Bath and North East Somerset Clinical Commissioning Group (BaNES CCG) is launching a period of public engagement on proposed changes to its prescribing policy.
The CCG, like other NHS organisations, must review every service it commissions to ensure NHS funds are being used appropriately and shared equitably across the whole local population. Bath and North East Somerset, in common with other parts of the UK, has a growing and ageing population which is causing a significant increase in demand for all types of local health and care services. This means that health and care budgets are being stretched further.
The CCG has been reviewing treatments that are shown to be less clinically effective, provide insufficient health benefits and those that do not represent good value for money. As a result, there are two proposed changes to the local prescribing policy:
- To stop prescriptions of gluten-free products for people with coeliac disease. The NHS has been prescribing gluten-free food for over 30 years but does not provide food on prescription for other groups of patients living with other conditions associated with, or affected by, the type of food they eat. Also, there is now a much wider range of reasonably priced gluten-free alternatives available in supermarkets.

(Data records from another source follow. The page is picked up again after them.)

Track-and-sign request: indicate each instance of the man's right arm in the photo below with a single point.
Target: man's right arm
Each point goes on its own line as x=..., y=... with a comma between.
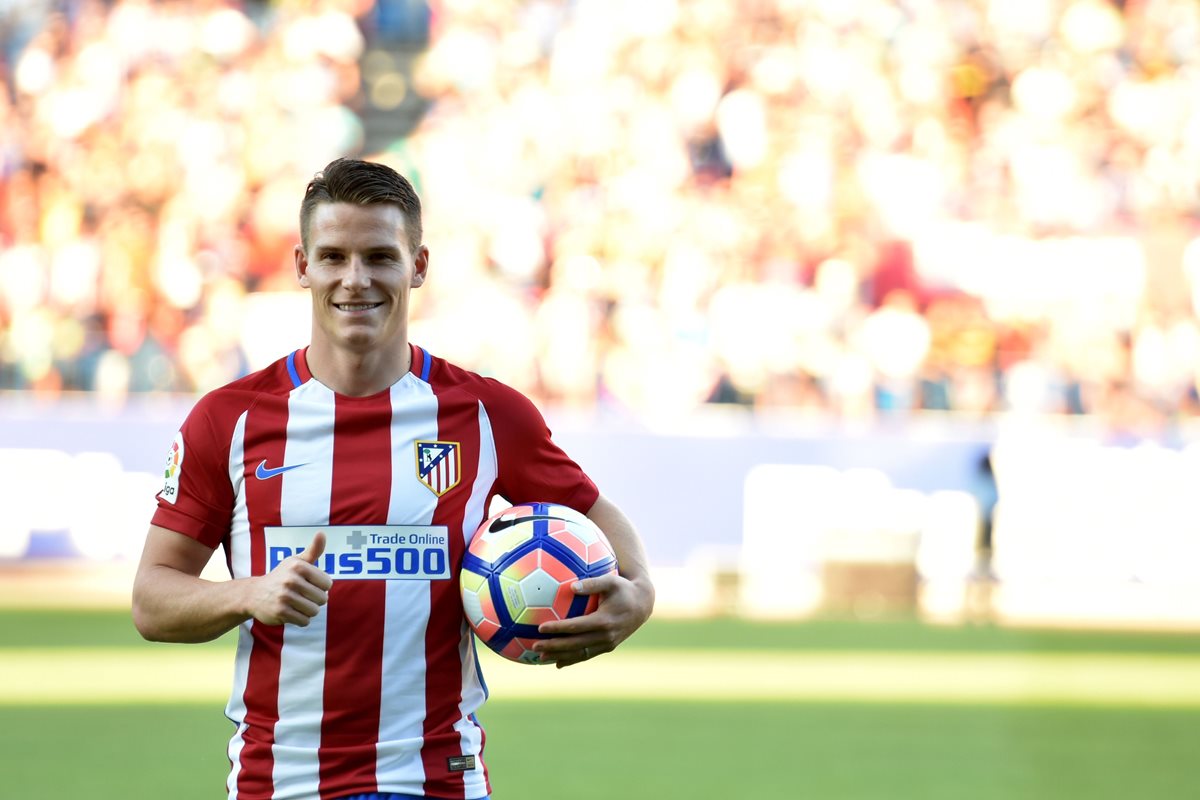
x=173, y=603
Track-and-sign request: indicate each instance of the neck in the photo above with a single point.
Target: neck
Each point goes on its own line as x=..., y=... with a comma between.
x=358, y=374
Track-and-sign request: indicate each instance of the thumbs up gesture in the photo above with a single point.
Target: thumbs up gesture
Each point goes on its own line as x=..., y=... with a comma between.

- To stop prescriptions for two groups of over-the-counter medicines – painkillers and antihistamines – when they are used for short-term, minor ailments such as mild hayfever, headache, coughs and colds. Paracetamol and other painkillers cost around 1p per tablet in supermarkets and chemists compared to 3p per tablet on the NHS. In addition, a significant proportion of GP appointments, GP practice and community pharmacy time is taken up in processing prescriptions for minor ailments which can be managed by patients or their carers without the need for prescription medicines.

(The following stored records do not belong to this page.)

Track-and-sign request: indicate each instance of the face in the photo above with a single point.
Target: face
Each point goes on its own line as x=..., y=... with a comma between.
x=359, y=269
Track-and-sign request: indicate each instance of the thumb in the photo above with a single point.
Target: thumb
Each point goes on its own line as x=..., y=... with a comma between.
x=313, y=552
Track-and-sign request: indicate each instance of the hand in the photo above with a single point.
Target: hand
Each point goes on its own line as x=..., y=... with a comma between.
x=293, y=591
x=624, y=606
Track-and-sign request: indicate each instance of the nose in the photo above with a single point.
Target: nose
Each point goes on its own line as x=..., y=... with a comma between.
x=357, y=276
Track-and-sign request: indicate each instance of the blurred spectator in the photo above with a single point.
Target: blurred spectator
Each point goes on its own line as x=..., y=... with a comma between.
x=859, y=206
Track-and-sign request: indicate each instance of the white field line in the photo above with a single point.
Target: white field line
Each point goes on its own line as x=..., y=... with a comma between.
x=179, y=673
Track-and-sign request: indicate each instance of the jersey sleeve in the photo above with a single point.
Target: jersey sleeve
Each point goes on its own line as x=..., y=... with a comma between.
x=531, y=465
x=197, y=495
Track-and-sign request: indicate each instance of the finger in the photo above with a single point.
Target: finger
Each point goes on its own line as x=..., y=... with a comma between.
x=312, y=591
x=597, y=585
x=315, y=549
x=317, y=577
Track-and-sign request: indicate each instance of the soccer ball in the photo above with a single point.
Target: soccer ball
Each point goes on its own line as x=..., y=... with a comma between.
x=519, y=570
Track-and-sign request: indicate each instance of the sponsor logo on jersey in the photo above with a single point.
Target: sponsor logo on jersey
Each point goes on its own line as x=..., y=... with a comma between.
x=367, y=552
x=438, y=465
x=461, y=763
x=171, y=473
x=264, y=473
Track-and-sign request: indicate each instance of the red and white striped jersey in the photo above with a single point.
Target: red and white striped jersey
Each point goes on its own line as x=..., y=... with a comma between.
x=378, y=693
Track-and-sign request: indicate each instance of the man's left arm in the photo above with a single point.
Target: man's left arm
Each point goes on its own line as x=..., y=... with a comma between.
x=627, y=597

Dr Ruth Grabham, local GP and Medical Director at the CCG said: “Last year the CCG spent nearly £500k on painkillers and antihistamines and £112K on gluten-free products. We believe this money should be used to commission other services which would be of greater benefit for more patients.
“We appreciate that not everyone will support these proposals. However they will not impact on the quality of clinical care patients receive. We need to make best use of our limited resources and this includes asking people to take as much responsibility for their health as they can.”
A four week period of engagement on the proposals launches on 24 November.